Hala aşık olduğunuz kadının, yeni sevgilisi ile aynı evde seslerini duymanızın 7 ay sonra eski sevgilinizin size geri dönmesi ve uzun çaba ile umutlandırması. Olanları sindirmeye çalışırken sizinle onu kıyaslayıp kaldığı yerden devam etmeleri. Başka sözüm yok.
40 yaşına gelip de şimdiye kadar tutkulu bir aşk yaşayamamaktır. 30 yaş üstü sevcan yaşar gibi bir kadın da hayatıma girmediği sürece, herhangi biriyle sırf yalnız kalmamak için çıkıp yatmaktansa yalnız kalıp üzülmeyi tercih ederim.
Üniversite hayatını bitirip bir baltaya sap olduktan sonra tek başıma bir evde kalamayıp ev arkadaşıyla kalmak.
Çünkü maaşın yarısı kiraya gidiyor. Cidden dram.
Kuzenimle kulaklıkla film izleyelim dedik benim taktığım kulaklık bozuktu, o kadar hevesli izliyordu ki söylemek istemedim 3 saatlik hint filmini sessiz izledim, film bittiginde uykum geldi uyuyalım dediğim için benimle sabahlamıyorsun çok vefasızsın dediği an ömrümde hiç bir şeyin bu kadar ağır koymadığını anladığım andı..
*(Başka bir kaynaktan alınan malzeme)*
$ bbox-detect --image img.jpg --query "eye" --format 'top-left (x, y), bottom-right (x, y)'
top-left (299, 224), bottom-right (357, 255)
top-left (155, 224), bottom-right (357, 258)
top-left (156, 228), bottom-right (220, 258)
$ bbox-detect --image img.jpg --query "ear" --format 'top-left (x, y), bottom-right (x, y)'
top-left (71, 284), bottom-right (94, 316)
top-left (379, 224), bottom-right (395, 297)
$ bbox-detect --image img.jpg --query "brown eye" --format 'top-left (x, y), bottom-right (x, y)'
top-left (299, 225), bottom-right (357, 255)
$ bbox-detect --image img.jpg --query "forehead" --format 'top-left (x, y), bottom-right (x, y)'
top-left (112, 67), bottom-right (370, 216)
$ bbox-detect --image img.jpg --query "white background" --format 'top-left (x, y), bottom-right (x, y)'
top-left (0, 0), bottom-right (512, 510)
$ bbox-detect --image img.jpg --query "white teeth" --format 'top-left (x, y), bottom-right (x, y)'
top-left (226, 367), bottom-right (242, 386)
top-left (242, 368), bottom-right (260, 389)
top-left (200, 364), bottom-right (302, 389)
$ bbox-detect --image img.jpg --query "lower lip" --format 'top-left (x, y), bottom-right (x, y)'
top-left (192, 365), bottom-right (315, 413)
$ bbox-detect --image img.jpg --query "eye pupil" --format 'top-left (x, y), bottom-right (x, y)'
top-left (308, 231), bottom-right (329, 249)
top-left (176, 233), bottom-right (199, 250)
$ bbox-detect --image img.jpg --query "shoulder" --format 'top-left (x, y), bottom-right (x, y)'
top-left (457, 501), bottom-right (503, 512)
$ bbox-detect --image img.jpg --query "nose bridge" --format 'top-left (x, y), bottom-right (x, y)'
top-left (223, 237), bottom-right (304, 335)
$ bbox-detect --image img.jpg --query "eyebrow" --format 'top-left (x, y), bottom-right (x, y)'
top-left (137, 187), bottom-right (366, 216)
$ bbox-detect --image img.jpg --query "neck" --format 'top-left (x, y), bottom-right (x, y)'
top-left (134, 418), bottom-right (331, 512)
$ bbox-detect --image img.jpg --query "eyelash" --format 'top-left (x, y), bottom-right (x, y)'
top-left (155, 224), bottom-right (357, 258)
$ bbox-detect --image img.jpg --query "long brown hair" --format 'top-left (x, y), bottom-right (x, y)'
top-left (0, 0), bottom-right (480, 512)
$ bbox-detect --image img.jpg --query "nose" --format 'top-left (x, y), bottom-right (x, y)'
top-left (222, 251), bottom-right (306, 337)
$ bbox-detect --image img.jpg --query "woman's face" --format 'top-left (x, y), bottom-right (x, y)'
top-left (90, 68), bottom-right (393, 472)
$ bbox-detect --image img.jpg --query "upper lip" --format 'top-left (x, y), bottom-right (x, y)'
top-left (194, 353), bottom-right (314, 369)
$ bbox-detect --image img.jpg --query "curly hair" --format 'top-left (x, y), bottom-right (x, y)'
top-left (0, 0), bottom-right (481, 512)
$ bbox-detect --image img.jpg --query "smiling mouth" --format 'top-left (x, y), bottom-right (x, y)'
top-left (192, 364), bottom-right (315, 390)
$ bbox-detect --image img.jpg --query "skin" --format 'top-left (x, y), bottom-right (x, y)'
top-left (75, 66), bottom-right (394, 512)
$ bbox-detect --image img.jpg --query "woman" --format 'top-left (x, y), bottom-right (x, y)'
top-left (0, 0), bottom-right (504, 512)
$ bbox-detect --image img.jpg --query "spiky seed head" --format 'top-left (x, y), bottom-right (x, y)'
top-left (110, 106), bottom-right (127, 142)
onun için her şeyi göze aldığınız insanın sizin için en ufak şeyleri bile yapmaktan kaçınması insana koymuyor değil. istekleriniz hep tamam deyip geçiştiriliyor sonra da yapılmıyor. en güzeli kim olursa olsun insanlardan bir şey istememek ya da beklenti içine girmemek. çünkü kimse siz değil kimse sizin gibi değil. karşınızdakini insanın beklentilerini göz önünde bulundurup elinden geldiğince onu üzmemeye çalışmak mükemmeliyete erişmeye çalışmaktan da vazgeçmeyin. ben öyle yapıyorum. beni üzdüğünü söylüyor her fırsatta ama bilmiyor ki en küçük şeylerden bile mutlu olabilen biriyim. ya da biliyordur ne biliyim. korkuyorum bunları ona söylemeye korkak bir adamım belki de bu yüzden kaybediyorum. gerçi entrylerimi okuyor bunu da görecektir...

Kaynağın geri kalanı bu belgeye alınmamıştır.